The court finds it unnecessary to address the other five factors of Sports Racing, where Cessna does not even argue that any of the other factors weigh against conferring standing under the facts of this case. Cessna has the burden of establishing that it is entitled to summary judgment and the court will not construct arguments on its behalf. This would be unfair to Mellon, who would have no opportunity to respond to such arguments. Accordingly, Mellon has standing to assert his antitrust claims.

 
B. Relevant Market for Jet Aircraft.

Mellon argues the relevant market for his Section 2 claim is business jets that can be flown by a single pilot and that Cessna possesses monopoly power in that market. Cessna argues (1) Mellon has defined the market too narrowly, and (2) Mellon cannot show Cessna has monopoly power in the relevant market, regardless of which definition is used. Cessna argues that Mellon has the burden of establishing the relevant market and that Cessna has market power in that market.

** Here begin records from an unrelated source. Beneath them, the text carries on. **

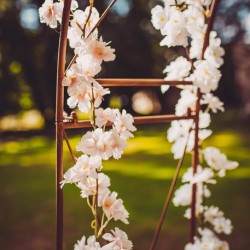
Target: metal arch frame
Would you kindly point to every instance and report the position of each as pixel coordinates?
(62, 125)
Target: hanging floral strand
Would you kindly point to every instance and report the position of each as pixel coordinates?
(98, 145)
(184, 23)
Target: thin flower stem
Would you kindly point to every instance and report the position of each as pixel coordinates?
(96, 211)
(93, 106)
(69, 146)
(189, 58)
(91, 3)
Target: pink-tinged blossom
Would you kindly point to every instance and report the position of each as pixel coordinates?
(182, 196)
(124, 124)
(195, 19)
(213, 103)
(159, 17)
(114, 208)
(218, 161)
(91, 244)
(80, 98)
(119, 240)
(100, 51)
(216, 218)
(89, 187)
(86, 66)
(49, 14)
(206, 76)
(175, 30)
(187, 101)
(208, 241)
(214, 52)
(85, 167)
(103, 116)
(96, 142)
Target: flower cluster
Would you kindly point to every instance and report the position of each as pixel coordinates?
(86, 94)
(184, 23)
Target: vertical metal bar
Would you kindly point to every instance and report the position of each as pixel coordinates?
(168, 198)
(195, 162)
(59, 122)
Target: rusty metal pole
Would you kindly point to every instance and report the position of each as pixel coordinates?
(195, 158)
(59, 122)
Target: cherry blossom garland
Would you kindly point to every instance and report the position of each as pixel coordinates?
(184, 23)
(86, 94)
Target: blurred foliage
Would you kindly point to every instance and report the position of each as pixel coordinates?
(28, 55)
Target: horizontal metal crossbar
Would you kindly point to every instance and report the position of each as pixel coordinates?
(137, 120)
(130, 82)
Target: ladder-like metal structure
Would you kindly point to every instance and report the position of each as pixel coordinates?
(62, 124)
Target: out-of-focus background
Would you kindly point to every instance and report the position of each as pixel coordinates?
(28, 53)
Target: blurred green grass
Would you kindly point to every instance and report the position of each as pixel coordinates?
(141, 178)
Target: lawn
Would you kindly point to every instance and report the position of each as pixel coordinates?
(141, 178)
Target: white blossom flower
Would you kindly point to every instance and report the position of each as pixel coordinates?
(113, 207)
(119, 240)
(89, 186)
(178, 69)
(98, 92)
(72, 80)
(85, 167)
(212, 102)
(86, 66)
(49, 14)
(101, 51)
(80, 98)
(222, 225)
(124, 124)
(187, 101)
(159, 17)
(91, 244)
(216, 218)
(183, 195)
(206, 76)
(212, 213)
(96, 142)
(218, 161)
(103, 116)
(197, 36)
(175, 30)
(195, 18)
(80, 17)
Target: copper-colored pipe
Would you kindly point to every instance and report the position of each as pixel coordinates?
(94, 28)
(139, 82)
(169, 196)
(69, 146)
(59, 122)
(196, 140)
(195, 162)
(137, 120)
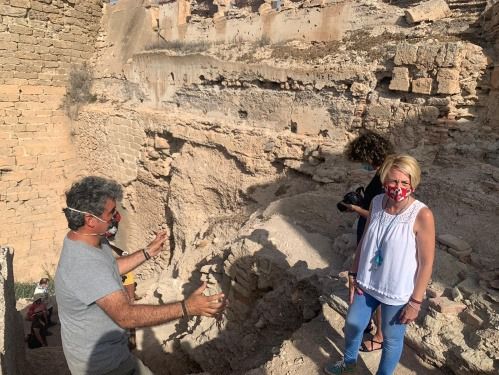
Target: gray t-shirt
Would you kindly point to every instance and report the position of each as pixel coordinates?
(93, 343)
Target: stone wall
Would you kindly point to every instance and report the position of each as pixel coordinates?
(40, 43)
(12, 356)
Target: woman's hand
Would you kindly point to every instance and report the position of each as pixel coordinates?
(349, 207)
(409, 313)
(156, 245)
(352, 289)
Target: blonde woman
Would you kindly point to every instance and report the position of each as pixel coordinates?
(392, 267)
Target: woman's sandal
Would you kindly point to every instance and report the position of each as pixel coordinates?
(364, 348)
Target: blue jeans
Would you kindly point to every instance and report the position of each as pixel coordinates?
(358, 317)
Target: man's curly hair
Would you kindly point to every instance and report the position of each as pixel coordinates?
(369, 147)
(89, 194)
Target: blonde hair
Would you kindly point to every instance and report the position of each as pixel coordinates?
(405, 163)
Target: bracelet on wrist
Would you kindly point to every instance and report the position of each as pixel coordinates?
(415, 301)
(415, 307)
(184, 309)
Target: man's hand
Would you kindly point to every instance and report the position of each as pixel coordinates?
(199, 304)
(154, 248)
(409, 314)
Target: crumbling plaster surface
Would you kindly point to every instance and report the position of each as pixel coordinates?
(237, 149)
(12, 356)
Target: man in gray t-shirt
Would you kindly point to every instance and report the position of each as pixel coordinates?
(84, 275)
(93, 307)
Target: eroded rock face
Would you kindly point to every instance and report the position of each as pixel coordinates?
(235, 145)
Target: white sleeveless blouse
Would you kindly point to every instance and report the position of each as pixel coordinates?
(392, 282)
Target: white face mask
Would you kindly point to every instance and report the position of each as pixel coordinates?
(113, 225)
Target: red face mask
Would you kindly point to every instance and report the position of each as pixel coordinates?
(397, 193)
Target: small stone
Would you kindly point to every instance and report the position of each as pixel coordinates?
(471, 318)
(422, 86)
(400, 79)
(456, 295)
(428, 11)
(453, 242)
(446, 306)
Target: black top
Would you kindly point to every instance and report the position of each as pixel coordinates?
(374, 188)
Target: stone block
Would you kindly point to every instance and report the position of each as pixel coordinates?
(448, 81)
(457, 296)
(359, 89)
(240, 289)
(471, 318)
(6, 10)
(206, 268)
(406, 54)
(400, 79)
(428, 11)
(450, 56)
(427, 55)
(433, 324)
(453, 242)
(422, 86)
(429, 114)
(446, 306)
(435, 290)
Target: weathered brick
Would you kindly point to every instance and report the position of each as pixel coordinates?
(20, 29)
(400, 79)
(406, 54)
(20, 3)
(428, 11)
(446, 306)
(453, 242)
(29, 89)
(5, 45)
(6, 10)
(422, 86)
(448, 81)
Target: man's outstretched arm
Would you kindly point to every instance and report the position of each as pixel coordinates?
(129, 262)
(126, 315)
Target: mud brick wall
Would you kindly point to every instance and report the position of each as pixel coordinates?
(40, 42)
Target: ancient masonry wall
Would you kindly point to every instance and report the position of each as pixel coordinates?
(40, 42)
(12, 357)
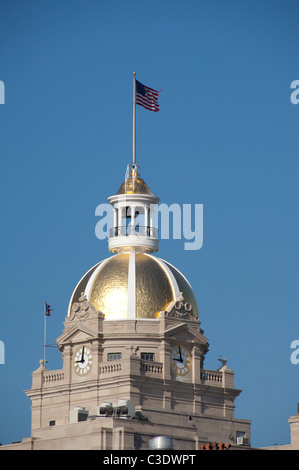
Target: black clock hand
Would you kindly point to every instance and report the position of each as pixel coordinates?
(82, 357)
(181, 359)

The purpose in antitrust law of market definition is to illuminate a practice's effect on competition, rather than as an end unto itself. Law v. National Collegiate Athletic Assoc., 134 F.3d 1010, 1020 (10th Cir. 1998). Accord, Allen-Myland, Inc. v. International Business Machines Corp., 33 F.3d 194, 209 (3rd Cir.) ("Market share is just a way of estimating market power, which is the ultimate consideration. When there are better ways to estimate market power, the court should use them.") (citations omitted), cert. denied, 513 U.S. 1066, 115 S. Ct. 684, 130 L. Ed. 2d 615 (1994). What Mellon must actually do is present a reasonable economic theory with citations to evidence indicating the theory accurately reflects the market. Kodak, 504 U.S. at 468-69, 112 S. Ct. 2072. If Mellon cites evidence of anti-competitive effects, to obtain summary judgment Cessna has the burden of showing that an inference *1192 of market power is unreasonable. Id., 504 U.S. at 468-69, 471, 112 S. Ct. 2072.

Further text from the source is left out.